Exercise - implement it!

import torch

# Example logits (batch=3, classes=4)
logits = torch.tensor([
    [1.0, 2.0, 3.0, 4.0],
    [2.0, 1.0, 0.0, -1.0],
    [0.5, 0.5, 0.5, 0.5]
])

targets = torch.tensor([3, 0, 2])  # true class indices

# ce_manual = ?

# ce_built_in = ?

My first try:

import torch

# Example logits (batch=3, classes=4)
logits = torch.tensor([
    [1.0, 2.0, 3.0, 4.0],
    [2.0, 1.0, 0.0, -1.0],
    [0.5, 0.5, 0.5, 0.5]
])

targets = torch.tensor([3, 0, 2])  # true class indices

logits_exp = torch.exp(logits)

logits_exp_sum = logits_exp.sum(dim=1, keepdim=True)

my_logits = logits_exp / logits_exp_sum

loss = - (torch.log(my_logits[torch.arange(len(targets)), targets]).mean()).item()

# ce_manual = ?
print(loss)

# ce_built_in = ?
print(nn.CrossEntropyLoss()(logits, targets))

With this implementation, I am not using the trick used in the 1st implementation. When I do log(logits_exp / logits_exp_sum) I could avoid computing some computations.
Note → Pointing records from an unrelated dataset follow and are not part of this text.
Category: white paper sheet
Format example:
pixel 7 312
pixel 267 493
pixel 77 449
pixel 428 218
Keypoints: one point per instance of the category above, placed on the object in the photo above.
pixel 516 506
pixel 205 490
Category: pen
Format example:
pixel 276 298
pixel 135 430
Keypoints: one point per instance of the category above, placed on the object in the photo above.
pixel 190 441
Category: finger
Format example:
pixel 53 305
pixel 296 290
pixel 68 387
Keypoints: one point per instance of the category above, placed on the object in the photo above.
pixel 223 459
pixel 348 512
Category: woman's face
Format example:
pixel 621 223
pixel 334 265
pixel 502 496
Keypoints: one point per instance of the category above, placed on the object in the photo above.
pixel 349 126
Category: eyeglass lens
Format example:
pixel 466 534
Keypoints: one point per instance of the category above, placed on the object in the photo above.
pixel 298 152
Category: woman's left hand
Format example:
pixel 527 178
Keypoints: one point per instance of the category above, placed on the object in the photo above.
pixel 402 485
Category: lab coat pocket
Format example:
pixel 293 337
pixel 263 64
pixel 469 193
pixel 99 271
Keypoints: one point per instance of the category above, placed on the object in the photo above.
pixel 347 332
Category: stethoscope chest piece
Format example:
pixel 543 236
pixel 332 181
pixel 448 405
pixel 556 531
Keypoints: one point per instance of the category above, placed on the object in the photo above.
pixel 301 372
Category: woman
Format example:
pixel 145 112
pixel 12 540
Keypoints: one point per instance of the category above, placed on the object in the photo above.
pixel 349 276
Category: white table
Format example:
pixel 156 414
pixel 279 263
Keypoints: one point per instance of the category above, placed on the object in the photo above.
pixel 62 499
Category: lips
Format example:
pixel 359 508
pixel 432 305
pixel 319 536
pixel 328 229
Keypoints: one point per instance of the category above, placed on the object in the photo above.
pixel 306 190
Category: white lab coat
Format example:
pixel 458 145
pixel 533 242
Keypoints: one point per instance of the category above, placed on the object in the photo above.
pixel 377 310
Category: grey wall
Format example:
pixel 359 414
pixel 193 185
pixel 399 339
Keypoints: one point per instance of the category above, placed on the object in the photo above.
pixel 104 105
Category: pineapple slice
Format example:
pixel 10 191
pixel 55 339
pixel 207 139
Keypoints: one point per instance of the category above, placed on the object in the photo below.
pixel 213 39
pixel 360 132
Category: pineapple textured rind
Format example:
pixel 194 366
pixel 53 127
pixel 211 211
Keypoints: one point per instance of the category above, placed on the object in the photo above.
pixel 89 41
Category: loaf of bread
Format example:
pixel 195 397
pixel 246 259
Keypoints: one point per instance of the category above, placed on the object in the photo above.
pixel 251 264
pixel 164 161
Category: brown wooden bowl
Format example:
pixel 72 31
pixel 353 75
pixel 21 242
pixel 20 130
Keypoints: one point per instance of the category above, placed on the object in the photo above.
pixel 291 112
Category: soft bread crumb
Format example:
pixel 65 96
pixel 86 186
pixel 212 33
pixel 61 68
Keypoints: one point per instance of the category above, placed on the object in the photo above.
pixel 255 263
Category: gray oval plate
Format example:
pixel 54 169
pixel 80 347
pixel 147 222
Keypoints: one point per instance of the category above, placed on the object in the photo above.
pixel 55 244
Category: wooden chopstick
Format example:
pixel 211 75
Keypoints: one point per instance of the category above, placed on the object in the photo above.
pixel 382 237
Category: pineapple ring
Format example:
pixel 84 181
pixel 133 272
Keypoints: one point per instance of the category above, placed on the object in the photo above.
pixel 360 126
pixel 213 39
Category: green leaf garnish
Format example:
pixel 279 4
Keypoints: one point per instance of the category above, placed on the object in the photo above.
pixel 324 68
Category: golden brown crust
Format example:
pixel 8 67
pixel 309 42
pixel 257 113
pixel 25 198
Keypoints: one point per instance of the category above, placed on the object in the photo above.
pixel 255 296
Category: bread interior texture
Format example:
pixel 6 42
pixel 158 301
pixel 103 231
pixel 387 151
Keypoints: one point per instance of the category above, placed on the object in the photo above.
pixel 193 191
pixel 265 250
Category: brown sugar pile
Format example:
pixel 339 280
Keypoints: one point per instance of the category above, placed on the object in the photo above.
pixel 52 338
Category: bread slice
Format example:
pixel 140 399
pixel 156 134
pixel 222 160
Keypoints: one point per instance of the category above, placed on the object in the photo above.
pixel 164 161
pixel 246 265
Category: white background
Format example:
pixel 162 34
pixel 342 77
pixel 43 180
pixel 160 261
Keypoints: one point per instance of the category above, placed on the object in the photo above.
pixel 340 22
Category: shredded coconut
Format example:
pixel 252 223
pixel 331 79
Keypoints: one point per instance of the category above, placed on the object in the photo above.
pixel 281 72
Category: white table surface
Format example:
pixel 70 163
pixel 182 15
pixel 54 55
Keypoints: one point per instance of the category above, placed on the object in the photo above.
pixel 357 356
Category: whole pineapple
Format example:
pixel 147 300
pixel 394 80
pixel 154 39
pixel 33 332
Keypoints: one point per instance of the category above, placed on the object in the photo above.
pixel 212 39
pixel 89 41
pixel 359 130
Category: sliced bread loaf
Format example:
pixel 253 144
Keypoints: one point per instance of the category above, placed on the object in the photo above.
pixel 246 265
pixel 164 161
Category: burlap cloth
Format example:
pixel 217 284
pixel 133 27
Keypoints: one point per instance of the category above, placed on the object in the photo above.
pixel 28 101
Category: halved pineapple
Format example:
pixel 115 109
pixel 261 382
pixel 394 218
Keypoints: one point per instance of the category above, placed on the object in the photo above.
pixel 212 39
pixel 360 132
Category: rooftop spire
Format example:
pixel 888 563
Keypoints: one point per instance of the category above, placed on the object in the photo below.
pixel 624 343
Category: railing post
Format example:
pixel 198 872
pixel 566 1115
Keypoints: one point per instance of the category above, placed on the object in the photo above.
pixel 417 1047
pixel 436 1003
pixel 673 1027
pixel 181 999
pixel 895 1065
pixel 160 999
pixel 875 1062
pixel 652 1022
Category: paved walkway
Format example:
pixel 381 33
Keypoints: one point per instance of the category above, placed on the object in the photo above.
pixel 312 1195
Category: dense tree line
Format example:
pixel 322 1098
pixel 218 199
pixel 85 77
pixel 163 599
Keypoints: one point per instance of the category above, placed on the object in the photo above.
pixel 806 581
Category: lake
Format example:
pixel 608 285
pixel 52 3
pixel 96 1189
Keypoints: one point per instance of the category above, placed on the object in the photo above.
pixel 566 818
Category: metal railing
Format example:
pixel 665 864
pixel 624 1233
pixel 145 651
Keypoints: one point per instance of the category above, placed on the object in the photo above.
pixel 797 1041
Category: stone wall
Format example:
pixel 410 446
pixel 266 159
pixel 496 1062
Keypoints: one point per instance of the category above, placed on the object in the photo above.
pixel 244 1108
Indeed, log(a/b) = log(a) - log(b) and here, a=exp(x) so when using log(exp(a)), we should not do any computation.

log-sum-exp trick

The log-sum-exp trick is used to compute:

\[\log \sum_i e^{x_i} = \log \sum_i e^{x_i - m} \cdot e^m = m + \log \sum_i e^{x_i - m}\]

This avoids overflow when some x_i are very large.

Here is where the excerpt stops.